Market troubles mean that the venture capitalists who put hundreds of millions of dollars into start-ups may never get their money back. Since this is the primary goal of most VC deals, the only other exit is a sale of the companies blocked from the public markets.

Several large IPOs have already been canceled due to market conditions this year. Recently, they include LeasePlan, a Dutch car leasing group. China’s Tencent Music Entertainment Group also pulled its IPO. Spanish oil giant Cepsa also killed its plans.

The current market effect on IPOs follows several similar periods over the last few years. In 2016, IPOs hit their lowest level since 2003. The market traded flat to down in 2016, which left few windows of market enthusiasm for new investments

The financial collapse of 2008 crashed the markets, and IPOs were nearly impossible. The Dow traded over 13,000 in October 2007. It dropped below 7,000 in March 2009. Business research firm Hoovers wrote at the end of 2008, “The 31 IPOs offered on the NYSE, NASDAQ and AMEX in 2008 raised $24.1 billion, compared to 209 IPOs in 2007, which raised $48.6 billion.”

The most devastating market drop for IPOs in recent years was the NASDAQ collapse of 2001, also called the end of the internet bubble.

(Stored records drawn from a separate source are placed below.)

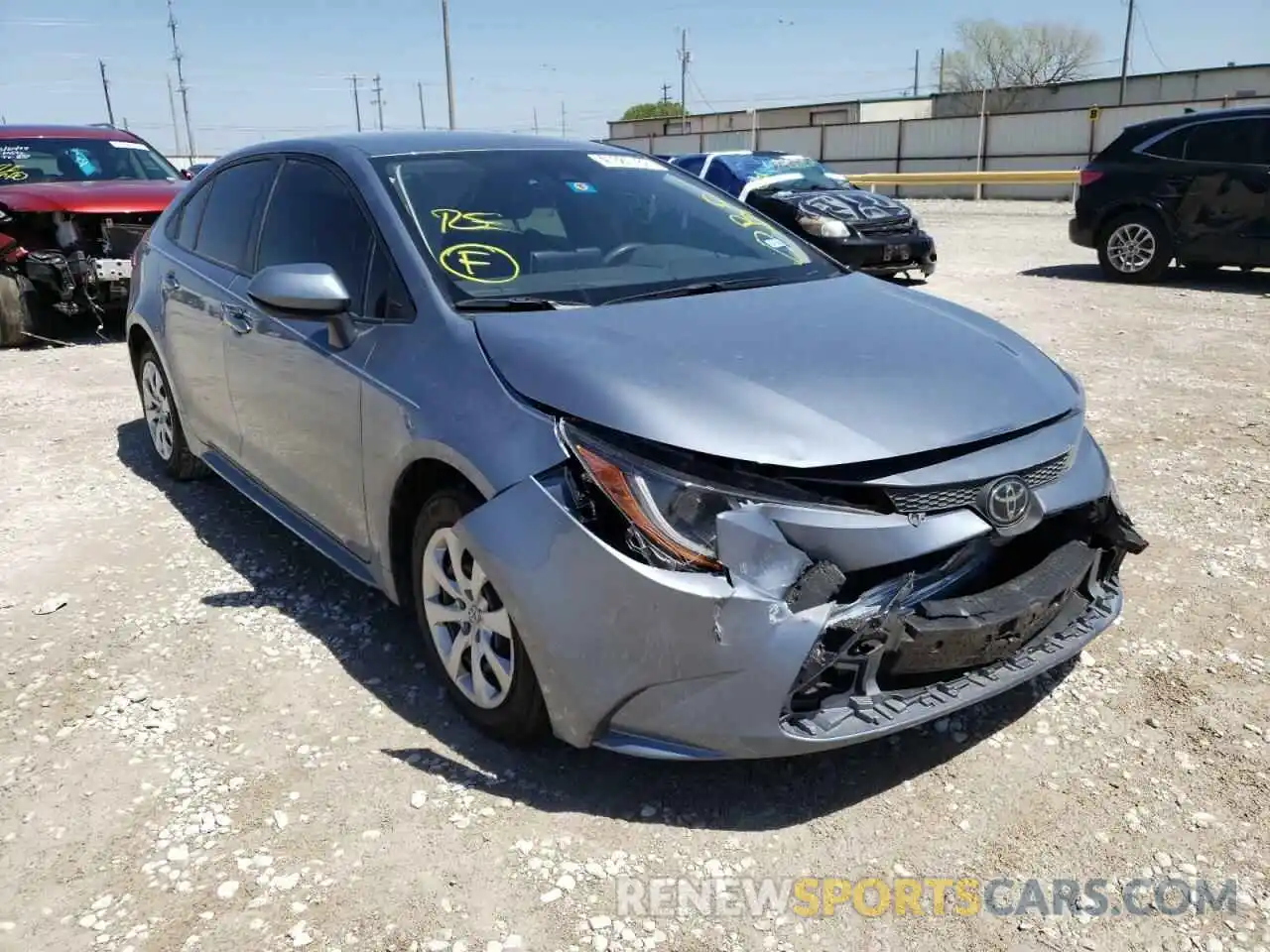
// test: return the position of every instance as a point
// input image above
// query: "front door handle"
(236, 320)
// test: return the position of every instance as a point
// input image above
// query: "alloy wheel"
(158, 408)
(467, 622)
(1132, 248)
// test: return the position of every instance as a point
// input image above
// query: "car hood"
(826, 372)
(848, 204)
(90, 197)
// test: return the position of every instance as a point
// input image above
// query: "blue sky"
(261, 68)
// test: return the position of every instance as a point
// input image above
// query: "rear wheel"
(163, 420)
(468, 638)
(1135, 248)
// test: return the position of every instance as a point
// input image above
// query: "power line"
(181, 81)
(357, 103)
(379, 99)
(105, 90)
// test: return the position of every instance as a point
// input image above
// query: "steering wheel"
(622, 250)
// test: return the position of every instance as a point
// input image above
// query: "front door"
(202, 259)
(298, 399)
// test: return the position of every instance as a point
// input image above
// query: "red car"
(73, 203)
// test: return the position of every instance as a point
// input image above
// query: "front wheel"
(1135, 248)
(14, 312)
(468, 638)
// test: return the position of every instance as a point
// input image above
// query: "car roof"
(50, 131)
(1233, 112)
(376, 145)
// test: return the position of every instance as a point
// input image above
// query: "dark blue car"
(867, 231)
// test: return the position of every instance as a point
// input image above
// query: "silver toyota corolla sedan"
(652, 472)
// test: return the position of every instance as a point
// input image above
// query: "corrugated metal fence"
(1058, 140)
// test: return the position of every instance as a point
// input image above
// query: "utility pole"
(449, 73)
(357, 103)
(181, 82)
(1124, 58)
(379, 99)
(105, 89)
(684, 80)
(172, 108)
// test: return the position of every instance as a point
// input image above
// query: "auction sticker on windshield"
(625, 162)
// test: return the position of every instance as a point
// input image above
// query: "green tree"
(668, 109)
(998, 58)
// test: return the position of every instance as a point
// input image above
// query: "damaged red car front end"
(73, 204)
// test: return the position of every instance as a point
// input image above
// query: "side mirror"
(310, 293)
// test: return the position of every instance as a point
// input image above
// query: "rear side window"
(231, 211)
(694, 164)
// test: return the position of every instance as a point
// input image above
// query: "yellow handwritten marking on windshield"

In February 2000, the index was at nearly 5,000. By May 2001, it had dropped below 2,000. Some of the largest venture capital-backed companies lost their IPO chances and subsequently went out of business. Some other companies did make it public, only to face sell-downs of their shares which in some cases were over 90%. It has become a cautionary story of why bankers should not push IPOs into challenging markets.

Lyft has hired J.P. Morgan as its IPO banker with an anticipated value of $15 billion. The Wall Street Journal reported that Lyft is hemorrhaging money. While its revenues jumped to $563 million in the third quarter from $300 million in the same period a year ago, Lyft lost $254 million compared with $195 million.  At an annual loss run rate of over $1 billion, Lyft faces the question of whether private investors will support it if it cannot get public next year.

Uber has the same problem. It also recently filed IPO paperwork. It has posted a private valuation over $60 billion. Uber lost just over a billion in the third quarter. That puts it loss run rate at $4 billion.

The market sell-off has dropped the value of the S&P 500 from 2,900 in September to 2,600 today. That drop in and off itself may keep IPOs on the sidelines. If it worsens considerable, IPOs of hot companies like Lyft and Uber may well be put on hold indefinitely.